Checksums are often posted along with downloadable files. A user downloading the file can run the algorithm on the file after download to ensure that it is the same as the file posted. It cannot be modified by transmission errors or malicious intent without changing the checksum.
A checksum can also be used automatically during online communication. The sender sends the checksum of data, then sends the data. The receiver can verify that received data is complete and accurate by deriving the checksum.
An algorithm suitable for checksums needs to be fast, widely available, and require no keys. If you only need to detect accidental corruption (transmission errors, disk bit-flips), a non-cryptographic algorithm like crc32() is sufficient. If the checksum must also detect deliberate tampering, use a cryptographic hash such as SHA-256 via PHP’s hash() function. md5() and sha1() are still available in PHP but should no longer be used where collision resistance matters: practical collisions for MD5 were demonstrated in 2004, and for SHA-1 in 2017 (the SHAttered attack). Note that password-hashing functions like bcrypt are not suitable as checksums either: bcrypt uses a random salt (so the same input produces a different output each call) and silently truncates its input at 72 bytes.
<?php
$string = "Give me a checksum.";
// Non-cryptographic; fine for accidental-corruption detection.
echo crc32($string);
// 3703541059
// Cryptographic; recommended when tamper detection matters.

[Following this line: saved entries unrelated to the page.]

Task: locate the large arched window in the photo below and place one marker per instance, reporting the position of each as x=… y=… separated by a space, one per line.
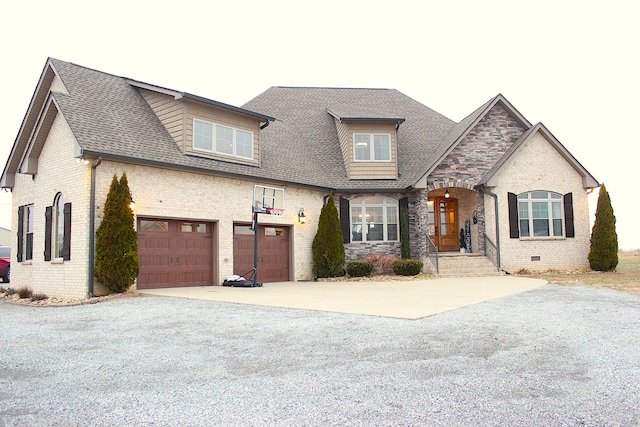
x=374 y=219
x=58 y=225
x=540 y=214
x=58 y=229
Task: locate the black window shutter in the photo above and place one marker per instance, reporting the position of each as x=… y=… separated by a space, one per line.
x=20 y=248
x=568 y=215
x=48 y=218
x=514 y=231
x=345 y=220
x=66 y=242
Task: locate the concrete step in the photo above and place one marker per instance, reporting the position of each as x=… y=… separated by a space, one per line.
x=466 y=265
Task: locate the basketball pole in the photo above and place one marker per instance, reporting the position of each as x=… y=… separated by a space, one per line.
x=255 y=247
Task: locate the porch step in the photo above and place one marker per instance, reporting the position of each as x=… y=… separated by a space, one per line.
x=466 y=265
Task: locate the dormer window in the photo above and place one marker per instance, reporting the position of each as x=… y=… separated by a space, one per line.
x=372 y=147
x=220 y=139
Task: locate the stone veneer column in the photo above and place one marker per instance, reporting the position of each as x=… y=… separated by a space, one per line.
x=480 y=215
x=418 y=227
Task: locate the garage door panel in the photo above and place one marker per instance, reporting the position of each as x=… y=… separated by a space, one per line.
x=173 y=257
x=273 y=252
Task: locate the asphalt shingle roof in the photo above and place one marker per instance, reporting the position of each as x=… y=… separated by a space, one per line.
x=109 y=117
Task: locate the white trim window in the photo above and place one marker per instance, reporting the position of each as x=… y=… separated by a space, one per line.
x=540 y=214
x=374 y=219
x=375 y=147
x=222 y=139
x=28 y=226
x=58 y=226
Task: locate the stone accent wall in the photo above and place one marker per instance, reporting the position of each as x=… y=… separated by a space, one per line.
x=360 y=250
x=478 y=152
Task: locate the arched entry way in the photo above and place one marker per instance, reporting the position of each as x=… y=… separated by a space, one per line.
x=443 y=223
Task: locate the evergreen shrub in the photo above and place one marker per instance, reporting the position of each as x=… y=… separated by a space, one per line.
x=328 y=247
x=603 y=255
x=117 y=263
x=407 y=267
x=359 y=268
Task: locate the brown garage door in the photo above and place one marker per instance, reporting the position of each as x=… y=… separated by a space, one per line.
x=174 y=253
x=273 y=252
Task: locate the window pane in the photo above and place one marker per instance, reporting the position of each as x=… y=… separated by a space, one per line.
x=356 y=233
x=244 y=144
x=523 y=210
x=193 y=227
x=362 y=149
x=540 y=210
x=224 y=140
x=539 y=195
x=202 y=135
x=381 y=147
x=557 y=227
x=392 y=232
x=375 y=232
x=541 y=227
x=392 y=215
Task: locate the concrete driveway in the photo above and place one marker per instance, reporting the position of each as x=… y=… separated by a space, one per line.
x=399 y=299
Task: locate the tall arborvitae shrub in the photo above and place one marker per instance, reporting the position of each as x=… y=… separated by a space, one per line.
x=117 y=263
x=603 y=255
x=328 y=248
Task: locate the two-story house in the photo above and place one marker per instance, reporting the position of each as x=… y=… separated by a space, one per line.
x=198 y=169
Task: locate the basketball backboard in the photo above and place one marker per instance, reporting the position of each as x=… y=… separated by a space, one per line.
x=268 y=200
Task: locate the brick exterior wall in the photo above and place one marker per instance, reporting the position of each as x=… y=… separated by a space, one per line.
x=222 y=201
x=158 y=193
x=538 y=166
x=58 y=171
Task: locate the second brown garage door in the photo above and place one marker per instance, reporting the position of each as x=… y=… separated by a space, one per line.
x=174 y=253
x=273 y=252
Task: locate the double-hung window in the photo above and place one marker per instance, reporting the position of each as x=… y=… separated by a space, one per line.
x=28 y=237
x=374 y=219
x=222 y=139
x=540 y=214
x=372 y=147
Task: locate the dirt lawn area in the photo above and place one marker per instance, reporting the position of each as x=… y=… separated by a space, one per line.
x=625 y=278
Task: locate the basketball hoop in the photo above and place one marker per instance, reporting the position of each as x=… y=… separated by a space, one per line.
x=275 y=211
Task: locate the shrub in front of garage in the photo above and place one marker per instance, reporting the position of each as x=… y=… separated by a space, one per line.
x=359 y=268
x=328 y=248
x=117 y=263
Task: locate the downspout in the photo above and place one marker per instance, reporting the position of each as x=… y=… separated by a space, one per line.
x=92 y=221
x=495 y=199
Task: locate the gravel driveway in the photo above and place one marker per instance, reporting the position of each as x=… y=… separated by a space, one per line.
x=551 y=356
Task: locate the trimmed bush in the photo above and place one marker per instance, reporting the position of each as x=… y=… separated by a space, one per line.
x=603 y=255
x=382 y=264
x=39 y=297
x=328 y=248
x=117 y=263
x=359 y=268
x=25 y=293
x=407 y=267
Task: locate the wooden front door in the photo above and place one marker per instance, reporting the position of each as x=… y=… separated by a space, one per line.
x=443 y=223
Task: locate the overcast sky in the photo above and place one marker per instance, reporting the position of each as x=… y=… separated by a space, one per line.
x=572 y=65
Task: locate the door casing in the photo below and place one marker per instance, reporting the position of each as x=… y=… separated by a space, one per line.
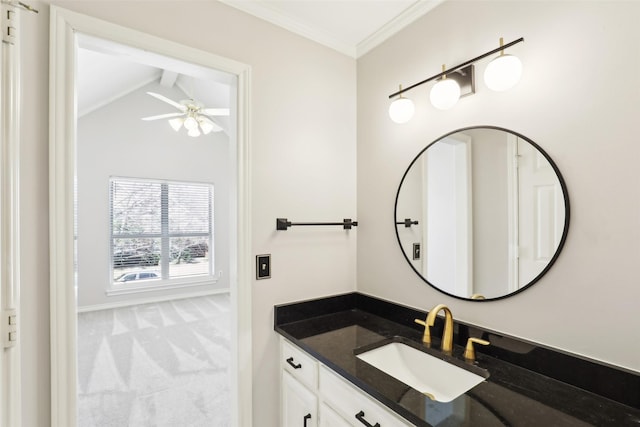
x=62 y=143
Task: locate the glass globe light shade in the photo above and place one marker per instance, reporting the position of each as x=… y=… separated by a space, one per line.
x=401 y=110
x=191 y=123
x=503 y=73
x=445 y=94
x=176 y=123
x=206 y=125
x=194 y=132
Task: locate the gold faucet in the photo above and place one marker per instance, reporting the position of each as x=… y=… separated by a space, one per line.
x=447 y=335
x=426 y=337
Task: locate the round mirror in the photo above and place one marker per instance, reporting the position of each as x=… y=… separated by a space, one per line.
x=482 y=213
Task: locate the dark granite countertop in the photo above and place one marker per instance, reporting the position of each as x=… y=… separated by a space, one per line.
x=528 y=385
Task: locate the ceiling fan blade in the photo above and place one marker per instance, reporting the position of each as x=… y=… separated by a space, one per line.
x=215 y=111
x=163 y=98
x=163 y=116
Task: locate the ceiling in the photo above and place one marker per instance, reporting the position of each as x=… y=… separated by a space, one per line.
x=108 y=71
x=352 y=27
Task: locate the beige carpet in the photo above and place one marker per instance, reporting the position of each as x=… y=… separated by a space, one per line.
x=163 y=364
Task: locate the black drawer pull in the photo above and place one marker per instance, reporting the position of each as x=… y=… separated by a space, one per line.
x=293 y=365
x=360 y=417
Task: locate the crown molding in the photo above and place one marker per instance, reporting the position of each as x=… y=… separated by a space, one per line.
x=265 y=12
x=270 y=14
x=408 y=16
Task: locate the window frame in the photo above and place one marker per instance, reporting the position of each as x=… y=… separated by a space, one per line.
x=165 y=236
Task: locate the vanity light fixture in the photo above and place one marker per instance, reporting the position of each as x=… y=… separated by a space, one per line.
x=401 y=110
x=445 y=94
x=501 y=74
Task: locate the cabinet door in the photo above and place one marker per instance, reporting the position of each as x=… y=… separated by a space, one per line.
x=299 y=405
x=329 y=418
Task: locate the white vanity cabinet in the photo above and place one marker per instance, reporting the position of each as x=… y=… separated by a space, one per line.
x=299 y=404
x=299 y=383
x=314 y=395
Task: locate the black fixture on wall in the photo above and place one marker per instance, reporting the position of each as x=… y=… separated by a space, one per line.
x=408 y=222
x=284 y=223
x=457 y=67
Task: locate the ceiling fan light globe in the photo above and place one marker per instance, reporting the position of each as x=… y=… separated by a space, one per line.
x=206 y=127
x=176 y=123
x=191 y=123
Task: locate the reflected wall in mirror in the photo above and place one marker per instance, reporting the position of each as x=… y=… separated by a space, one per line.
x=482 y=213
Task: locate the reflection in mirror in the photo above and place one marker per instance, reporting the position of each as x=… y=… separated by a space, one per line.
x=481 y=213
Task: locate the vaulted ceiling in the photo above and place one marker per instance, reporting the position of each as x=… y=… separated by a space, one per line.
x=108 y=71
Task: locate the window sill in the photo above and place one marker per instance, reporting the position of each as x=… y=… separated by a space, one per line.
x=156 y=285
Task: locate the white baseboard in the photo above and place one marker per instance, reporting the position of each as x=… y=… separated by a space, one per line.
x=152 y=299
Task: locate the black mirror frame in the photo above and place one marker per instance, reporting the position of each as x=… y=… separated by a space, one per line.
x=565 y=230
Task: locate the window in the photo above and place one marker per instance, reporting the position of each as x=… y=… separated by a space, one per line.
x=161 y=231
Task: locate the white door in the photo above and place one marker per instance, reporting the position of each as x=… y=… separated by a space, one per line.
x=540 y=212
x=448 y=213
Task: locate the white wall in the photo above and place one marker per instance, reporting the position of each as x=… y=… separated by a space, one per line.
x=303 y=148
x=579 y=100
x=113 y=141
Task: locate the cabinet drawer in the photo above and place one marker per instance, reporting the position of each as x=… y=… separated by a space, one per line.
x=350 y=401
x=302 y=366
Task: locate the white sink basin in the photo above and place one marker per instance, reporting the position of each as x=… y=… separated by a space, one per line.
x=436 y=378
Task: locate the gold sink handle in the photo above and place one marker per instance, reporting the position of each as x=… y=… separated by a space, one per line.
x=469 y=351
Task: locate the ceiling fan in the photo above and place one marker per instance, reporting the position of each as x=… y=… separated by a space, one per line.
x=192 y=114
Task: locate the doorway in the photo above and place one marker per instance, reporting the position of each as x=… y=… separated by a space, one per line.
x=220 y=266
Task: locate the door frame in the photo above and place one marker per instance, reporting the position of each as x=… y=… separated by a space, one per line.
x=10 y=351
x=62 y=143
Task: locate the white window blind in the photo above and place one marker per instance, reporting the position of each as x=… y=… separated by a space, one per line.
x=161 y=227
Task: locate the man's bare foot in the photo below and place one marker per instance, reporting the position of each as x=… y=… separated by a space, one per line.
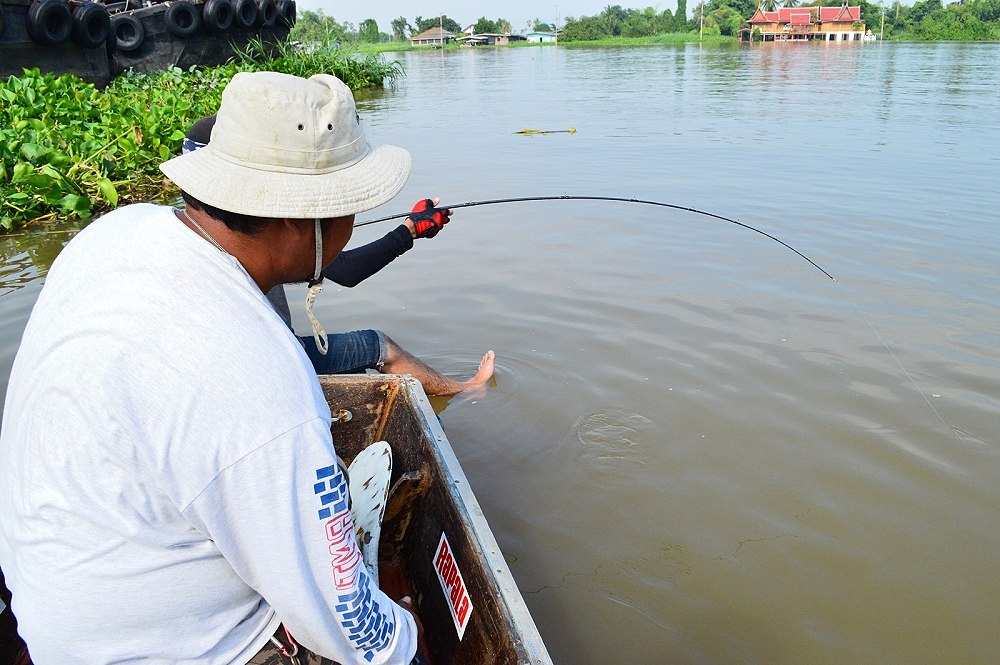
x=486 y=369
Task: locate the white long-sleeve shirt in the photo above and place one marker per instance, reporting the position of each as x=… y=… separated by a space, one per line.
x=168 y=485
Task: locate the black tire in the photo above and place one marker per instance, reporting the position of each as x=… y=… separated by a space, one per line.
x=218 y=15
x=49 y=22
x=183 y=18
x=246 y=13
x=129 y=33
x=267 y=13
x=91 y=25
x=286 y=12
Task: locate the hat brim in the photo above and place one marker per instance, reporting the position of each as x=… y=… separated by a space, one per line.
x=369 y=183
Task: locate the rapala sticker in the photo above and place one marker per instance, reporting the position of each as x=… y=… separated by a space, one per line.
x=453 y=585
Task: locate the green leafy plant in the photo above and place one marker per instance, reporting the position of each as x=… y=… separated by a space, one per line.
x=69 y=150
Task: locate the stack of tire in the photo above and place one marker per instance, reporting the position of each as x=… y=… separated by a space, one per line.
x=54 y=22
x=184 y=18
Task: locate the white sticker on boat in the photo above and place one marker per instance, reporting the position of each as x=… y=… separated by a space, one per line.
x=453 y=585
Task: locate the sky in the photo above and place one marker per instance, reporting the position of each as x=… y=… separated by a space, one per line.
x=518 y=12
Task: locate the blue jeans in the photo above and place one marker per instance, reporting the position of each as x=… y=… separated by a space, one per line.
x=349 y=353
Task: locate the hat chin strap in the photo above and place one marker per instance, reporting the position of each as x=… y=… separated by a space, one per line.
x=315 y=288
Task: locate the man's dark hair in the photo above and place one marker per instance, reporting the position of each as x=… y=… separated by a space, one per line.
x=246 y=224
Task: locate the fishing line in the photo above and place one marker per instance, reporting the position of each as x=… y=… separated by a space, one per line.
x=526 y=199
x=672 y=206
x=956 y=431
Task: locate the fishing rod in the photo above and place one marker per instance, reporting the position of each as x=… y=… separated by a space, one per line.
x=527 y=199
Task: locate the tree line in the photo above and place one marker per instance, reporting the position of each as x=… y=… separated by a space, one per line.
x=964 y=20
x=317 y=27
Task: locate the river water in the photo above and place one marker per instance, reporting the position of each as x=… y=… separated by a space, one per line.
x=699 y=448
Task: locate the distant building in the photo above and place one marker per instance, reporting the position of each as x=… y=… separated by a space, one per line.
x=491 y=39
x=432 y=37
x=541 y=37
x=804 y=23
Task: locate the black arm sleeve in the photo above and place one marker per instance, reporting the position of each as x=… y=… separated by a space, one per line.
x=353 y=266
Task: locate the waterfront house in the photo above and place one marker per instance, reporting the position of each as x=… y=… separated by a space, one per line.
x=541 y=37
x=433 y=37
x=806 y=23
x=491 y=39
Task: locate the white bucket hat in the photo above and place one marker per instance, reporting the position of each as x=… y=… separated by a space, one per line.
x=285 y=146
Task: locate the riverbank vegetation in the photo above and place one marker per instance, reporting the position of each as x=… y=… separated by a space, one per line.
x=69 y=150
x=925 y=20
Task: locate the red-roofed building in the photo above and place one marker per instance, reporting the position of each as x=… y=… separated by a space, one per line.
x=804 y=23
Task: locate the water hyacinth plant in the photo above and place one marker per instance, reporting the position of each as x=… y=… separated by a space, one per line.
x=69 y=150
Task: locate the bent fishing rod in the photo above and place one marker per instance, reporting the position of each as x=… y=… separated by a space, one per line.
x=619 y=199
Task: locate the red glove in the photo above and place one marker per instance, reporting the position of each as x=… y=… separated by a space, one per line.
x=428 y=220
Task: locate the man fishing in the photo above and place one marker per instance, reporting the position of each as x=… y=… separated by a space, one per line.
x=163 y=499
x=361 y=350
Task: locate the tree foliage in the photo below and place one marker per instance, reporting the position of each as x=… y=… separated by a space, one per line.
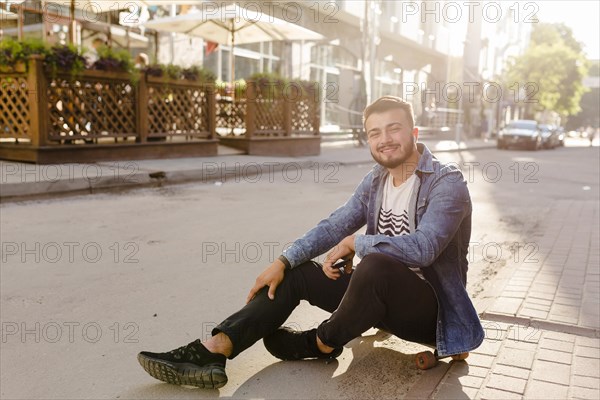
x=555 y=64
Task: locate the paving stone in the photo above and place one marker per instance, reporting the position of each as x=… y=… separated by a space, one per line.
x=490 y=347
x=584 y=393
x=513 y=294
x=509 y=370
x=554 y=356
x=530 y=312
x=540 y=295
x=494 y=394
x=508 y=383
x=480 y=360
x=563 y=319
x=585 y=381
x=586 y=366
x=467 y=369
x=468 y=381
x=505 y=305
x=545 y=390
x=523 y=334
x=588 y=342
x=551 y=372
x=558 y=345
x=567 y=301
x=563 y=337
x=513 y=343
x=535 y=306
x=558 y=309
x=516 y=357
x=452 y=391
x=589 y=352
x=542 y=302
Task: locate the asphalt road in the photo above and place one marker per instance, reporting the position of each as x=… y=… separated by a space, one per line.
x=89 y=281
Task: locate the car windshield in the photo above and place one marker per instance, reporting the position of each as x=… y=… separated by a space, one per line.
x=521 y=125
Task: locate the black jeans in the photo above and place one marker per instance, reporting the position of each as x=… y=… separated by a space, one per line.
x=381 y=292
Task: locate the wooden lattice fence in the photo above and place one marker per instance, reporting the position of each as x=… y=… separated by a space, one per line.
x=100 y=115
x=14 y=107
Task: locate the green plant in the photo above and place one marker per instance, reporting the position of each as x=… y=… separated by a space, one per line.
x=33 y=46
x=65 y=58
x=173 y=71
x=269 y=84
x=154 y=70
x=11 y=51
x=197 y=73
x=225 y=88
x=110 y=59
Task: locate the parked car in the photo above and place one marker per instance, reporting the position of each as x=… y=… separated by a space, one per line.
x=520 y=133
x=549 y=136
x=561 y=136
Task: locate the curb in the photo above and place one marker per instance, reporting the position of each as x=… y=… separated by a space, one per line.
x=122 y=180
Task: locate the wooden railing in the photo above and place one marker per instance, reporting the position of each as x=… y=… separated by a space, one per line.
x=39 y=112
x=258 y=116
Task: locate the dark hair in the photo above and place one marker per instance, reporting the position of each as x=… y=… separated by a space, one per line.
x=387 y=103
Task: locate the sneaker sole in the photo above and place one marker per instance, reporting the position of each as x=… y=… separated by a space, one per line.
x=207 y=377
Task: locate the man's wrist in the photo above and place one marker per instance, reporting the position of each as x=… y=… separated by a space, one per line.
x=285 y=261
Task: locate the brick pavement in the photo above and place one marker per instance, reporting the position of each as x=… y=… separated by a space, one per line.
x=543 y=330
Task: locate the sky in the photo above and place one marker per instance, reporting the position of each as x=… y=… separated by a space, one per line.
x=581 y=16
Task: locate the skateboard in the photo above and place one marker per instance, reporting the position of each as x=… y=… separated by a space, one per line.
x=427 y=359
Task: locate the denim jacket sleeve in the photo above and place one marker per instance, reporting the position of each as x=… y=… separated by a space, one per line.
x=344 y=221
x=439 y=214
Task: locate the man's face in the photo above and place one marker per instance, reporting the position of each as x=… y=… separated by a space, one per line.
x=391 y=137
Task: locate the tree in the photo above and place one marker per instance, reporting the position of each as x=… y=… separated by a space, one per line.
x=551 y=70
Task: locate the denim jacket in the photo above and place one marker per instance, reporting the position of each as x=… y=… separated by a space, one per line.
x=438 y=242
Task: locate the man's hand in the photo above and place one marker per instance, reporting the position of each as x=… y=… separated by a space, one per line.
x=345 y=251
x=271 y=277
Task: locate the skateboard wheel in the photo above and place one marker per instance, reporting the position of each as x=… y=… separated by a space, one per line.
x=425 y=360
x=461 y=356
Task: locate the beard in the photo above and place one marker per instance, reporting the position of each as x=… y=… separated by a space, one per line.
x=397 y=160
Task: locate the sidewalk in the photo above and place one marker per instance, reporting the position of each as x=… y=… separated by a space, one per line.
x=543 y=329
x=22 y=180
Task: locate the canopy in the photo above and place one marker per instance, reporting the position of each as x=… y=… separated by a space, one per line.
x=232 y=24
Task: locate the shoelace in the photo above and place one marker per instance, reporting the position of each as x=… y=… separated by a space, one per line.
x=182 y=351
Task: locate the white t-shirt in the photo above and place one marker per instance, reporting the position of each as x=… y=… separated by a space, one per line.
x=394 y=216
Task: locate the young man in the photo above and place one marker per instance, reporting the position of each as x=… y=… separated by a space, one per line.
x=410 y=281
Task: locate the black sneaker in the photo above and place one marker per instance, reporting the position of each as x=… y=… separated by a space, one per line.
x=288 y=344
x=190 y=365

echo hash('sha256', $string);
// 6a0559a7ac0da7318e93cdfc1affd1f1e768c2b80e597d579d9e5832d8ed11a0
// Legacy; no longer recommended where collision resistance matters.
echo md5($string);
// cfa5d275b53523cc6b393b4b76da2da7
echo sha1($string);
// b813c8d640644c451d3a45b628a6ebbe60fbb9ba
?>
Collisions
A collision is when two pieces of data have the same checksum. This is unavoidable when distilling large data sets down to a short string. It must be true that there are not as many possible representations of the data as there are possibilities for the data. For example, MD5 returns 32 hexadecimal characters for a short string and also for a 1 GB file. In general, the shorter the returned hash, the fewer character choices available for representation, and therefore the more collisions which are possible.
Collisions only become a problem for large data sets. When comparing two files—an original file and a modified file—it is highly unlikely that they will generate the same hash. However, when calculating the checksums for millions of files, it becomes much more likely that two of those files will generate the same checksum even though the input is different.
This is one reason why some hash algorithms are considered unsuitable for storing passwords. It becomes too likely that more than one password will yield the same result. Imagine that an attacker is trying millions of passwords in an attempt to guess a user’s hashed password. Collisions could mean that the attacker doesn’t have to guess the correct password, but could find another password which yields the same hash and be considered valid.
Checksums in Git
The Git Version Control System uses SHA-1 checksums on the contents of all change commits. In fact, the checksum is used as commit identifier and commonly referred to as “the SHA”. Git’s checksums include meta data about the commit including the author, date, and the previous commit’s SHA.
Git assures the integrity of the data being stored by using checksums as identifiers. If someone were to try to alter a commit or its meta data, it would change the SHA used to identify it. It would become a different commit.
Git ensures that the historical chain of commits cannot be edited either, because each SHA includes meta data about the parent commit which precedes it. Altering one commit deep in the history would create a waterfall effect where every child commit had to recalculate its SHA as well. The history would become a different history.
SHA-1’s collision resistance was practically broken by the SHAttered attack in 2017. Git mitigates this by using a hardened SHA-1 implementation with built-in collision detection (SHA-1DC) by default since Git 2.13, which rejects objects that show evidence of a known collision attack. Since Git 2.29 (2020), Git also supports SHA-256 as an alternative object format (git init --object-format=sha256), though interoperability with SHA-1 repositories is still maturing.